As usual I left home and started to cycle towards work weaving through traffic like a salmon swimming up a helter skelter. Which, by the way, I love doing in rush hour. I can imagine all the drivers of the cars sitting bubbling away like Cracatoa just before meltdown, white knuckles gripping the wheel, veins on foreheads pulsing like a challenger space shuttle warning light just before the explosion, tempers being pushed to the limits as the guy in the car nearest the traffic lights doesn’t see the light has changed to green and suddenly realises that it’s green and crawls forward as though he’s driving the queen mothers hearse.

When I streak past with ease I can almost hear the thoughts of them all in their metal coffins “look at that smug cunt, sliding through traffic as though he hasn’t a care in the world. I hope he gets run over by a bus. Maybe I'll see him again and I can chase him down like a fox being hunted by a pack of hounds”.

Anyway, that’s straying from the point of the story and going for a wander in my sick, sordid, flea pit of a mind, so I'll let it lie. For now anyways.

As I wound my way towards Balgreen school I passed a bus full of people sitting trying to pretend that they don’t mind sharing a seat with someone who has fallen asleep upon their shoulder and is covering them with drool.

I gave it a passing glance and seen that the passengers all had that same look as the drivers of the cars, that far away look of lunatics all over the world, the glassy eyed look of someone about to snap and scream at a dozing passenger
“WAKE UP YA WANKER!!! AND STOP FUCKING DRIBBLING LIKE YOU’RE CHRISTOPHER FUCKING REEVES AT AN ELECTRIC WHEELCHAIR SHOWROOM!!!”.
I rounded the corner and headed onto Balgreen road but the traffic was too thick to negate at a suitable speed to induce fury in everyone in a vehicle so I cut across the front of oncoming traffic and jumped onto the pavement dodging my way through all the baby boomers taking the kids to school.

As I approached the entrance to Saughton park at high speed I realised too late that I was about to leave the pavement, go across the car park entrance, and meet with the raised pavement on the other side.

“not to worry” I thought as I dropped from one kerb onto the car park entrance “I have brakes”.

psychic ability isn’t something I'd ever thought about very much but after what happened next I'm sure that all the psychic energy of the people that I had passed was concentrated upon me and my brakes.

I pulled upon the brake lever and nothing happened.

I tried to pull up the front wheel but only succeeded in raising it about an inch of the ground.

suddenly I found the world going upside down in slow motion.

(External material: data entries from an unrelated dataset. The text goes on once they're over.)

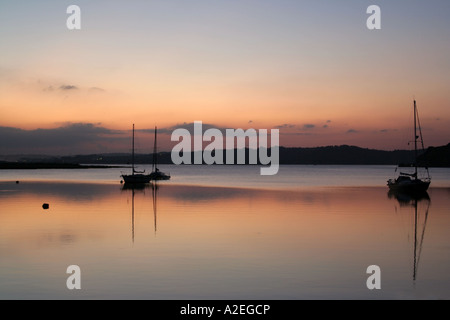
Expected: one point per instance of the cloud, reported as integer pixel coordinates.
(96, 90)
(285, 126)
(68, 87)
(67, 138)
(188, 126)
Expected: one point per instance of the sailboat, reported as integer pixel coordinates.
(156, 173)
(136, 177)
(410, 182)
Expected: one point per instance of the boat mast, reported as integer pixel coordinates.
(154, 154)
(415, 140)
(132, 153)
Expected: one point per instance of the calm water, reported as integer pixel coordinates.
(223, 232)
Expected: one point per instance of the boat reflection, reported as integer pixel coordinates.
(141, 187)
(413, 201)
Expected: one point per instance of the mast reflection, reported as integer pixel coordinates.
(153, 185)
(412, 200)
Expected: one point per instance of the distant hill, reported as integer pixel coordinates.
(435, 157)
(344, 154)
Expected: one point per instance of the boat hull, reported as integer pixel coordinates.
(136, 178)
(412, 186)
(159, 176)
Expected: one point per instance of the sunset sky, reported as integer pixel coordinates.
(311, 69)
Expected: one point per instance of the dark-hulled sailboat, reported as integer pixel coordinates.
(410, 182)
(136, 177)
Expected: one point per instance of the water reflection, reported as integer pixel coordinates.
(137, 187)
(412, 201)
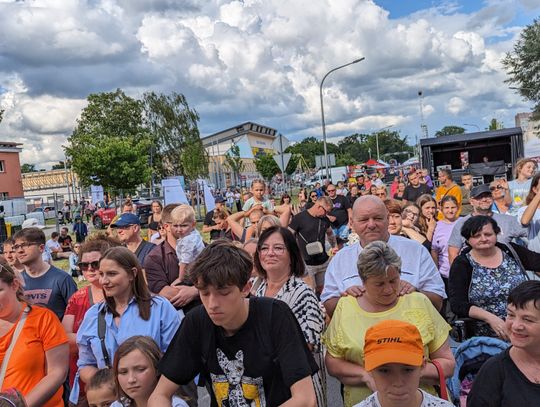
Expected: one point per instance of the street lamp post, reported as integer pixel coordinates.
(472, 125)
(377, 138)
(322, 112)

I hit the pavement hard and heavy and landed with all my weight upon my left arm.

from the corner of my eye I noticed to my horror that I had performed my gracious dismount right in front of a packed bus.

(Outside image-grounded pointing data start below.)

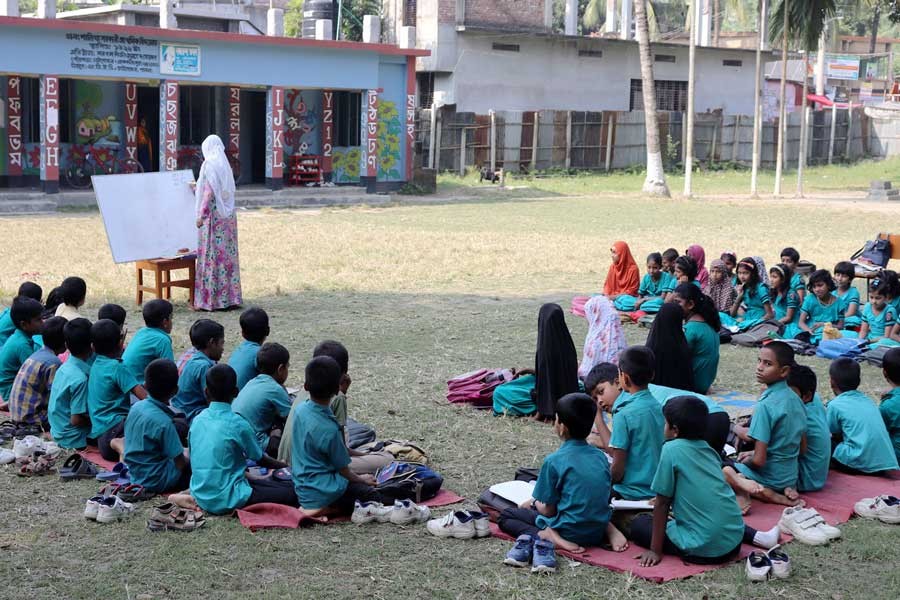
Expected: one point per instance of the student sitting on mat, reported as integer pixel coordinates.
(254, 329)
(707, 526)
(777, 428)
(570, 504)
(154, 453)
(264, 402)
(110, 385)
(637, 431)
(208, 338)
(320, 462)
(815, 457)
(860, 439)
(151, 341)
(220, 443)
(70, 422)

I wished and hoped that a hole would open in the ground so I could drop into it and never again emerge into sunshine.

spending the rest of my natural in my own personal purgatory speaking no word coherent enough to be called rational and squawking like a demented chimpanzee at anyone unfortunate to try to assist me looked, at the time, to be preferable to how I felt at that moment.